Время ползло, как черепаха. Огромные стрелки на станционных часах размеренно перескакивали с минуты на минуту. Хоакин поднял голову, чтобы посмотреть, как они двигаются.
Они подошли к газетному киоску и стали рассматривать обложки журналов.
— Хочешь, куплю тебе журнал в дорогу?
— Давай, только чтобы было побольше картинок.
— Вот в этом много фотографий.
— Осталось еще двадцать минут.
— Да.
— Он не придет, я знаю.
Торговец мороженым и шоколадом, толкая перед собой тележку, громко расхваливал свой товар. В репродуктор объявили о приходе поезда на первый путь. Встречающие поспешно бросились на перрон. Носильщики с автокарами ловко распределяли между собой пассажиров.
Мария поднялась в вагон и высунулась в окно. Она пристально смотрела вдоль перрона, все еще надеясь увидеть Матиаса. Хоакин, стоя внизу, под окном вагона, поглядывал на часы.
— Осталось совсем немного, три минуты, — сказал он.
— Уже не придет.
— Да.
— Хоакин, я…
— Говори, Мария.
— Ничего. Передай только отцу, что я его ждала.
— Хорошо, Мария.
Наступила такая минута, когда и пассажиры, и провожающие желают лишь одного — отправления поезда. Никто уже ничего не говорит, только переглядываются.
Паровоз выпустил клубы пара прямо на платформу. Круглые, плотные тучки быстро поднялись к застекленному потолку вокзала.
Поезд дал гудок, медленно задвигались шатуны колес.
Паровоз снова загудел.
— Тронулся.
— Да.
— Прощай, Хоакин, береги себя.
— Прощай, Мария. Прощай навсегда.
— Прощай.
Пассажиры, высунувшись из окон, кричали слова прощания, махали платками. Провожающие махали рукой.

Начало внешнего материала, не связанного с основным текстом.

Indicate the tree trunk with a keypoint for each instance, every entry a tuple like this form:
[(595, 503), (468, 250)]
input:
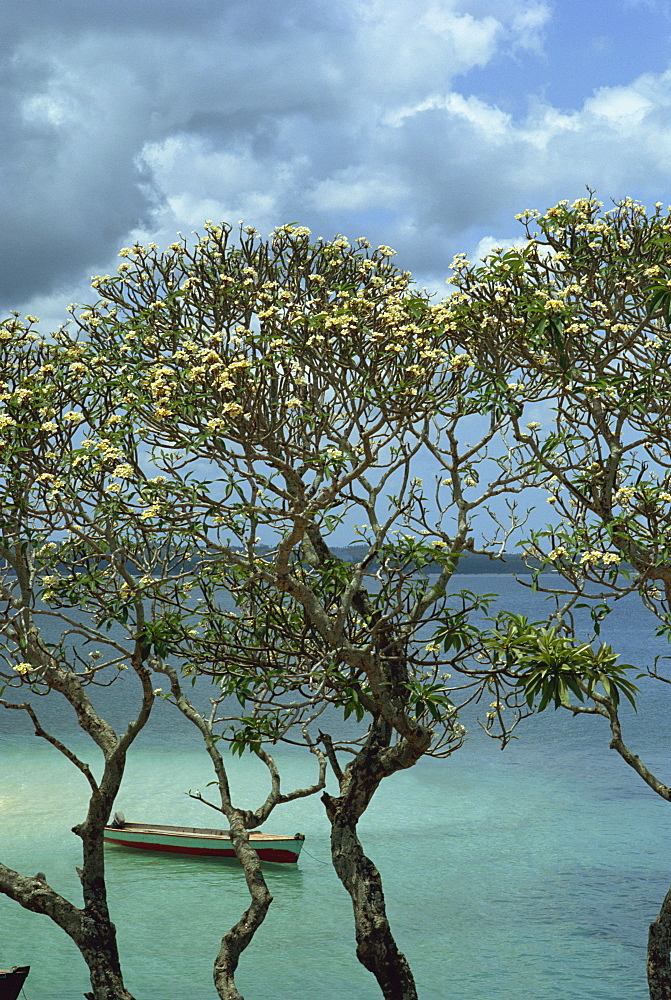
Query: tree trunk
[(236, 940), (376, 948), (659, 946), (93, 933)]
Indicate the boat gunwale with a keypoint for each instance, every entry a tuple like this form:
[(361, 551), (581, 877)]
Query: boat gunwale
[(195, 832)]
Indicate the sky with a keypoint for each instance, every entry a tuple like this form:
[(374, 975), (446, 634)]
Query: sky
[(424, 125)]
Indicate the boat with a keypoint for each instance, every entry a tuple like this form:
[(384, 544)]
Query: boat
[(199, 841), (11, 981)]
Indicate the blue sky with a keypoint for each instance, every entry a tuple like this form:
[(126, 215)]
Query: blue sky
[(425, 125)]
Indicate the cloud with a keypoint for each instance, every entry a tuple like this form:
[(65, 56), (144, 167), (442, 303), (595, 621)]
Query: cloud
[(128, 120)]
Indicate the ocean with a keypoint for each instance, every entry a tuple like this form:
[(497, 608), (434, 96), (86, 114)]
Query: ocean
[(525, 874)]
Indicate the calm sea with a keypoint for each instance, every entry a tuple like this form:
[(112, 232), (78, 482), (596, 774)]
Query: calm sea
[(526, 874)]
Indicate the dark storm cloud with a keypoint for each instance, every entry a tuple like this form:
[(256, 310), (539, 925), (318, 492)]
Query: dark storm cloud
[(124, 119), (84, 85)]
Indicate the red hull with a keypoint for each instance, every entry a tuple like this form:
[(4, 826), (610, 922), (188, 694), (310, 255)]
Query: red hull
[(265, 854)]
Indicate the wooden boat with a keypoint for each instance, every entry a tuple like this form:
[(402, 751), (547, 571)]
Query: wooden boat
[(11, 981), (199, 841)]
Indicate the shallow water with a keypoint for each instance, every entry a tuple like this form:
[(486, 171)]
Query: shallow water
[(524, 875)]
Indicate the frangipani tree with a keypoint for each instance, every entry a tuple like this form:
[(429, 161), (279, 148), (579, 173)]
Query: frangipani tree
[(75, 555), (291, 393), (56, 647), (577, 321)]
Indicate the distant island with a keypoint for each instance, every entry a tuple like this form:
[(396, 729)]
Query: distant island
[(470, 562)]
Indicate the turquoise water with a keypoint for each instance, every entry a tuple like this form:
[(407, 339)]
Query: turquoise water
[(524, 875)]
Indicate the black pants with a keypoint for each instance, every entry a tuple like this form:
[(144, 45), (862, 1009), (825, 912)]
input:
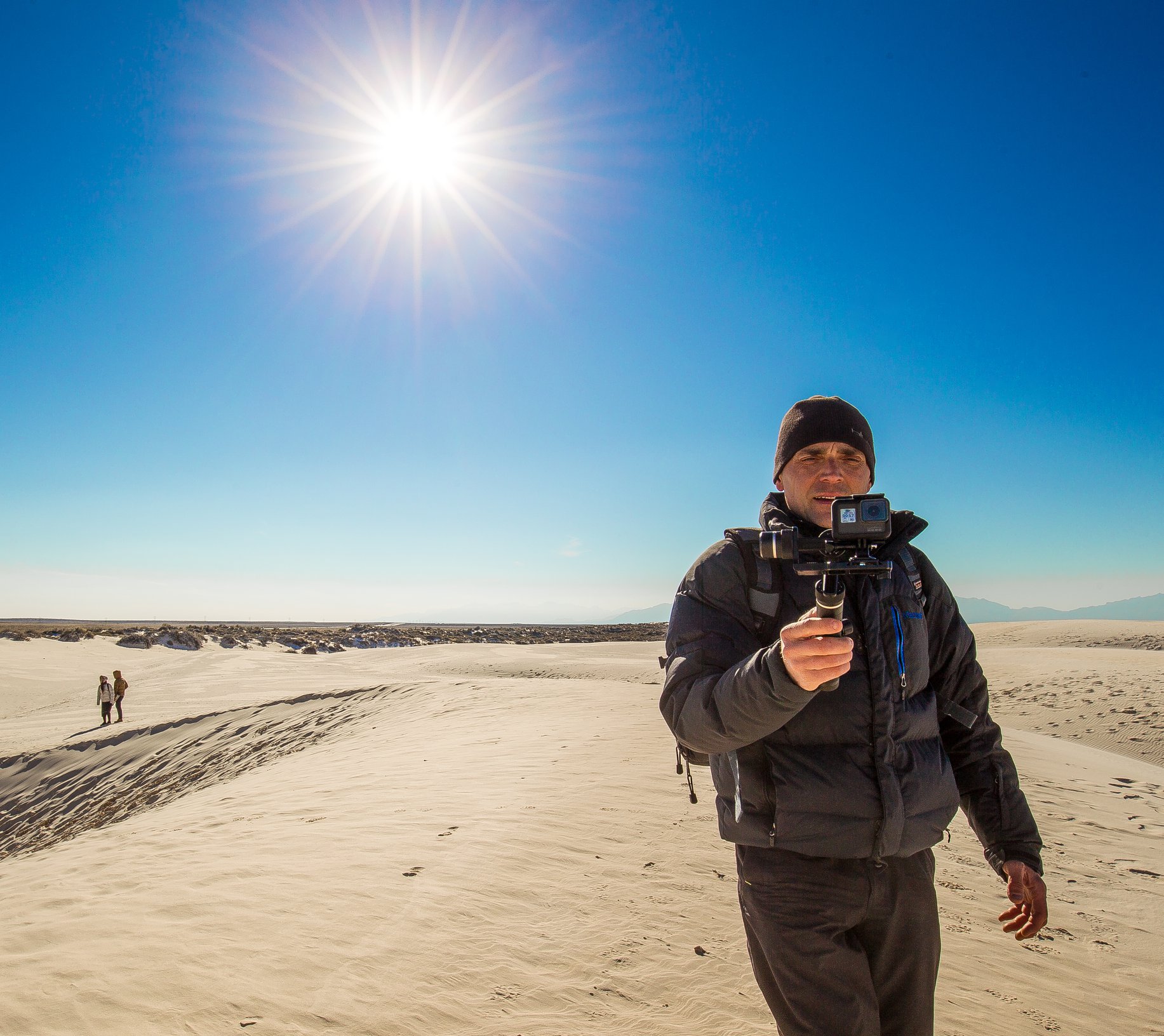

Хоакин не опускал руку, пока поезд не скрылся за поворотом.
Мария прошла и села в купе. Потерянная, с отрешенным взглядом, она отдалась своим мелким, незначительным мыслям.
* * *
После ареста Энрике Роса не знала ни минуты покоя. Тревога и тоска всецело овладели ею. Девушка словно перестала понимать, что творится вокруг нее. Дом, улица, друзья и знакомые — все будто сговорились отвлечь ее от воспоминаний. Росе становилось неприятно, когда друзья смеялись, пели или даже просто обсуждали свои повседневные дела. Для нее существовал лишь один Энрике. «Энрике говорил об этом так… Энрике считал, что…» Ей казалось, что все, даже самые верные друзья, мало вспоминали его, недостаточно говорили о нем, вели себя эгоистично, праздновали труса.